The recently decided United Kingdom Supreme Court case of Marley v Rawling [2014] UKSC 2 illustrates how a simple mistake resulted in costly litigation.
On the 17th of May 1999 a married couple, Mr and Mrs Rawlings had an appointment with their lawyer at their home for the purpose of executing their wills that he had prepared for them. The couple’s wills had identical wording except for the necessary difference to reflect the identity of the maker. Each spouse left his or her entire estate to the other and in circumstances where either spouse failed to survive the other; the estate was to be given to Mr Marley. Mr Marley was not related to the couple, but lived with them and took care of them for many years and they regarded him as a son.
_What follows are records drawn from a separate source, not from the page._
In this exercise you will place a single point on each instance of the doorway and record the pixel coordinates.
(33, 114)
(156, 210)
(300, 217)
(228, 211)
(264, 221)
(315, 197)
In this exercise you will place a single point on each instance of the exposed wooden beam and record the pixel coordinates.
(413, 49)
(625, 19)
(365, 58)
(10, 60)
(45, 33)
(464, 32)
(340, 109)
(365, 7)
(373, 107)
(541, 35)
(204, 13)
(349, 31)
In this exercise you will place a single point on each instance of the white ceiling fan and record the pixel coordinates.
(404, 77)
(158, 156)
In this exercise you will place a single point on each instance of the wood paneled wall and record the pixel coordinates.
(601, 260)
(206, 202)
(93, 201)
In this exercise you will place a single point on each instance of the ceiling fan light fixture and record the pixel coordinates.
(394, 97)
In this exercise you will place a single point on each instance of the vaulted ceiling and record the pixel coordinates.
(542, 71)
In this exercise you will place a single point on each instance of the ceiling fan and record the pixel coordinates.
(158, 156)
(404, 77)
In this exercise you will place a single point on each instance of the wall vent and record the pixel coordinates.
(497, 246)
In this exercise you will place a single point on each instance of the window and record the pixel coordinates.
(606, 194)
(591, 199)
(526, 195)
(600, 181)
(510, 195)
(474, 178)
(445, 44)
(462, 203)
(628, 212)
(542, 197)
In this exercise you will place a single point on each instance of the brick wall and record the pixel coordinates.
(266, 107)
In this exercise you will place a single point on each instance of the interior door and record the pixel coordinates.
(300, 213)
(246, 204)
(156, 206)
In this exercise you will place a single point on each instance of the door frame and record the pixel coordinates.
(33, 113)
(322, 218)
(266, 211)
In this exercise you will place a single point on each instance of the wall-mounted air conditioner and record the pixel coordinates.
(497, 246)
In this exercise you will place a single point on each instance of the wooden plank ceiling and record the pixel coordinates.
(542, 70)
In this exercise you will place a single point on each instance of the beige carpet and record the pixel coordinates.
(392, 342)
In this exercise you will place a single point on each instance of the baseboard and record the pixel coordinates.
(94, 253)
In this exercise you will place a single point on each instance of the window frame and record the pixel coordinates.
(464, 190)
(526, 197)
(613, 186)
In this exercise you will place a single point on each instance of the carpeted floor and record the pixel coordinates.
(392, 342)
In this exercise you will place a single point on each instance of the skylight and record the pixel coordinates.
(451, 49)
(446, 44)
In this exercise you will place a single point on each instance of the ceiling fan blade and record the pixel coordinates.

By mistake Mr Rawlings signed the will meant for his wife and Mrs Rawlings signed the will meant for her husband. The wills were witnessed by the lawyer and his secretary and no one noticed the error then. The error went unnoticed even on the death of Mrs Rawlings as the estate passed without dispute to the surviving spouse. However, the error came to light when Mr Rawlings died.
At first glance the obvious error made seemed to be just a minor slip up as the intentions of the couple were quite clear. Mr Marley applied to the High Court for the will to be rectified and probated. However, Mr Rawlings’ two sons challenged the validity of the will. It was at this point it became clear that the seemingly simple mistake could possibly have great consequences.
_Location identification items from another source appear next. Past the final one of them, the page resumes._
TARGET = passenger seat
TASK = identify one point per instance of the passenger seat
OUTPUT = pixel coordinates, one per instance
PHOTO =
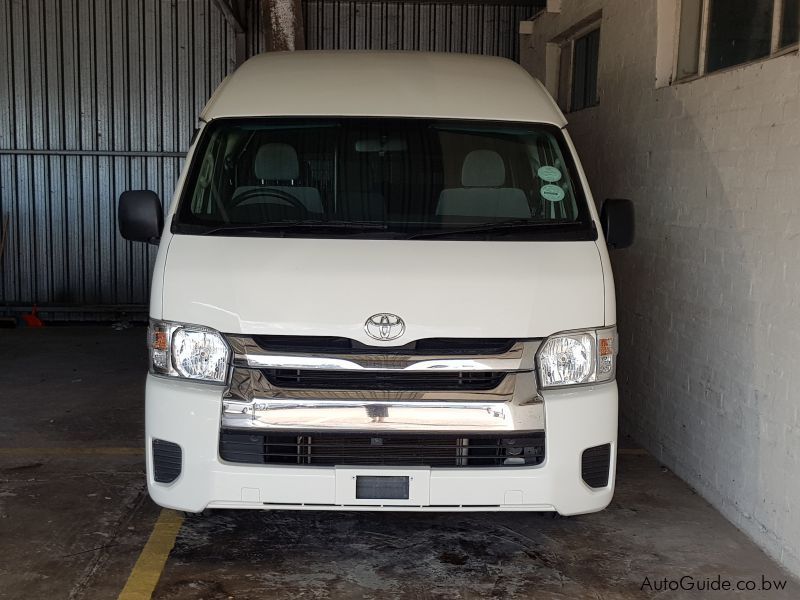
(277, 167)
(483, 175)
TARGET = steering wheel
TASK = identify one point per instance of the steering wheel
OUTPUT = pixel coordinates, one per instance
(292, 200)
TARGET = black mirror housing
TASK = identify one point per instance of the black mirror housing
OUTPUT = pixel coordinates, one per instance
(140, 216)
(618, 223)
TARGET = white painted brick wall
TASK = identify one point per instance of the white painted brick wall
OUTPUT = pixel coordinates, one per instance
(709, 296)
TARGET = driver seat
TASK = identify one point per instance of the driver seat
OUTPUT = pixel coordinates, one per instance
(277, 167)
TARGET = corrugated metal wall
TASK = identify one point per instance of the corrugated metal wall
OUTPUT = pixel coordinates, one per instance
(476, 28)
(100, 96)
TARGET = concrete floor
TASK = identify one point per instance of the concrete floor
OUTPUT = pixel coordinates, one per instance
(74, 513)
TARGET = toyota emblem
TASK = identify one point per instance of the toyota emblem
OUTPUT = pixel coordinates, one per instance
(384, 327)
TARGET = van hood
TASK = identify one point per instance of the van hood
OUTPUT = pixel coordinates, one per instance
(330, 287)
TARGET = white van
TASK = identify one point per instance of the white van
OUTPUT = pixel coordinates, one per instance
(382, 284)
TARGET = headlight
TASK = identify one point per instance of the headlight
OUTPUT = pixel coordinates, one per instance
(578, 357)
(187, 351)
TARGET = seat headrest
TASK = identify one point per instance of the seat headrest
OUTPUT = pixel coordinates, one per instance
(276, 162)
(483, 168)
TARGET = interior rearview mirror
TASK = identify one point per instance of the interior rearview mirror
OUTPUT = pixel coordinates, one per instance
(617, 221)
(140, 216)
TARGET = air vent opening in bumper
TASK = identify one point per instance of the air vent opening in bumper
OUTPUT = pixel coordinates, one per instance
(167, 461)
(595, 465)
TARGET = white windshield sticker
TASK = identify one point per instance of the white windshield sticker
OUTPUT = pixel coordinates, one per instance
(550, 174)
(552, 193)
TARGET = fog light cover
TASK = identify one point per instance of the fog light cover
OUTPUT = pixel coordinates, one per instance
(578, 357)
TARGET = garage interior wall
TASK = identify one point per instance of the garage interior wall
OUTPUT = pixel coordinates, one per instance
(99, 97)
(708, 309)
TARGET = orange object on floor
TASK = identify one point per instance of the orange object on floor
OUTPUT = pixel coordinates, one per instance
(32, 320)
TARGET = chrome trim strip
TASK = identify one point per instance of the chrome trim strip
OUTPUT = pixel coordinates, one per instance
(246, 353)
(371, 415)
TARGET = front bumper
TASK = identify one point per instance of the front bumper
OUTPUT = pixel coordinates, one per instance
(188, 414)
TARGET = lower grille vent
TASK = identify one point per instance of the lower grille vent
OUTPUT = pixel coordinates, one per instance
(319, 379)
(595, 464)
(167, 460)
(331, 449)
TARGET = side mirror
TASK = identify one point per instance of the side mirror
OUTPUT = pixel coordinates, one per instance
(617, 221)
(140, 216)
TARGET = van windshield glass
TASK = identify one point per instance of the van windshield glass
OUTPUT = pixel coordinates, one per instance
(383, 178)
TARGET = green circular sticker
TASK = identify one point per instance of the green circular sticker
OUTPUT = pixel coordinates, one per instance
(550, 174)
(552, 193)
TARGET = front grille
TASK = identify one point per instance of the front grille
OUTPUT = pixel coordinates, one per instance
(167, 460)
(338, 345)
(365, 449)
(595, 464)
(319, 379)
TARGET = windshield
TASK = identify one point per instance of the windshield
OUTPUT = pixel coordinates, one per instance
(383, 177)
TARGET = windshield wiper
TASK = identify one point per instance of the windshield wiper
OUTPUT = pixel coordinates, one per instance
(505, 226)
(297, 226)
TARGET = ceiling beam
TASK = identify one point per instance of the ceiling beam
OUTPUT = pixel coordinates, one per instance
(283, 25)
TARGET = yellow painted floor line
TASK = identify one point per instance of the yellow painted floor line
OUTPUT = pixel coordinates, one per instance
(147, 570)
(70, 452)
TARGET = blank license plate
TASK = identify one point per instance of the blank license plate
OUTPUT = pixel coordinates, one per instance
(381, 487)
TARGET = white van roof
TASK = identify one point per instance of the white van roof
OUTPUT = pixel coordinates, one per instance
(381, 83)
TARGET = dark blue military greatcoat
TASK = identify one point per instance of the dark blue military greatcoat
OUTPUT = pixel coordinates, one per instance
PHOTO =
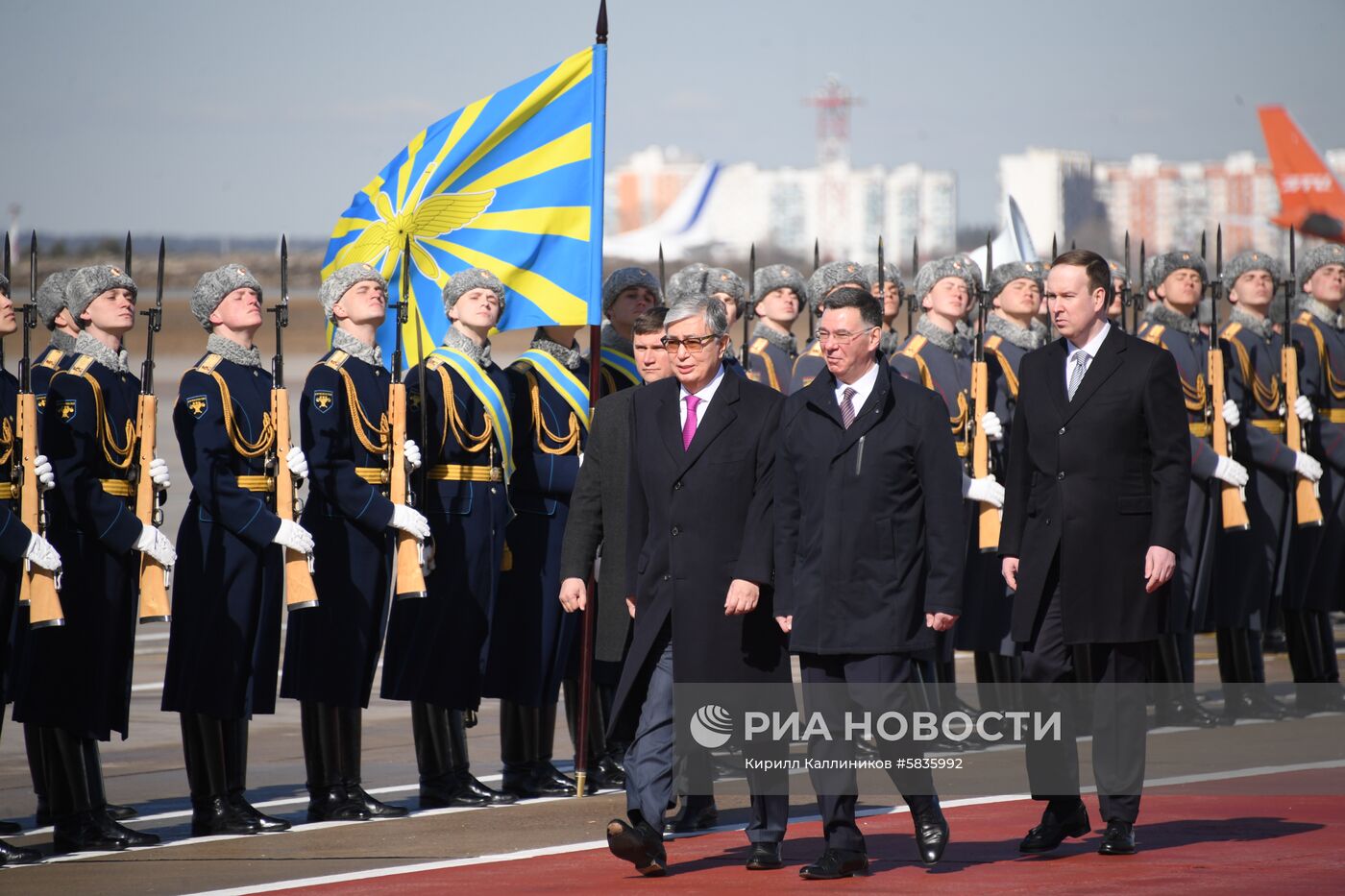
(331, 650)
(225, 640)
(436, 646)
(77, 675)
The High Court was confronted with the question as to whether or not the will that Mr Rawlings had signed could be rectified and be held to be valid. If it could be rectified Mr Marley would inherit the estate left to him, in accordance with the wishes of Mr Rawlings. If it could not be rectified, Mr Rawlings would have been considered to have died intestate, in which case, Mr Marley would be disinherited and Mr Rawlings’ two biological sons, with whom the couple were not close, would stand to inherit his estate.
Mr Marley requested that the will be rectified under section 20 of the UK Administration of Justice Act 1982. An application under section 20 could be made in circumstances where the court is satisfied that a will failed to carry out the testator’s intentions because of a clerical error. Mr Marley’s application for rectification was dismissed in the High Court and later in the Court of Appeal. Both Courts found that it was not appropriate to decide whether the will could be rectified without considering the validity of the will.
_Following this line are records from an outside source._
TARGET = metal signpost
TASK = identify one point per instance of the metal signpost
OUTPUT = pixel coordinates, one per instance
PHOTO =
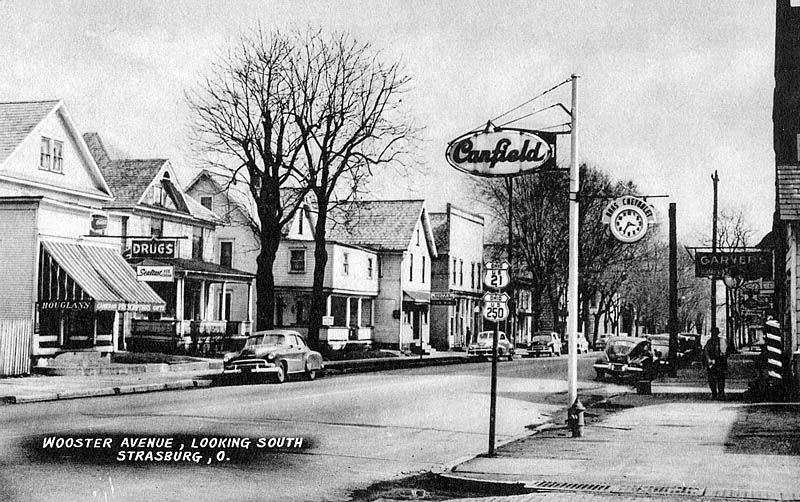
(495, 309)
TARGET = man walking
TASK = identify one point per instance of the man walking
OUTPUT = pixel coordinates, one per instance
(716, 365)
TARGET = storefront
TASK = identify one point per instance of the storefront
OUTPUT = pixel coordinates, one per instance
(82, 291)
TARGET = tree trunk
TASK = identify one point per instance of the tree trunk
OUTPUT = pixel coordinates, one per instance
(265, 282)
(318, 303)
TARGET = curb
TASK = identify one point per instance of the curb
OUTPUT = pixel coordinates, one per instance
(108, 391)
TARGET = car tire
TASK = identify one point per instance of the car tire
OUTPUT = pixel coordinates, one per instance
(310, 374)
(280, 375)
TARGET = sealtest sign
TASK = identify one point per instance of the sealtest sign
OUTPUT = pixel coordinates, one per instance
(502, 152)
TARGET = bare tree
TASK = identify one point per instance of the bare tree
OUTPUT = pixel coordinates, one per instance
(243, 125)
(347, 107)
(292, 117)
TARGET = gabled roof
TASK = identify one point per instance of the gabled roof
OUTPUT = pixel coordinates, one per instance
(440, 225)
(383, 225)
(17, 121)
(787, 181)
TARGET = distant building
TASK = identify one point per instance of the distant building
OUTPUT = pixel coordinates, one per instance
(150, 203)
(63, 285)
(456, 279)
(400, 232)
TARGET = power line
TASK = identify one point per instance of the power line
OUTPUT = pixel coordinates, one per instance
(526, 102)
The requirements for a valid will in the UK are similar to those that exist in Jamaica. In order for a will to be valid it must be in writing, signed by the testator at the foot or end of the will or by some other person in his presence and by his direction, and the testator’s signature must be made or acknowledged in the presence of two or more witnesses present at the same time, and it must be apparent that the testator intended by his signature to give effect to the will.
The High Court and the Court of Appeal both decided that the will was not valid as it did not meet the requirements of the law (in that the testator signed the wrong will) and therefore refused to order that the will be rectified.
These decisions of the High Court and the Court of Appeal disregarded the clear intention of the testator and instead placed focus on the form of the will and not the substance.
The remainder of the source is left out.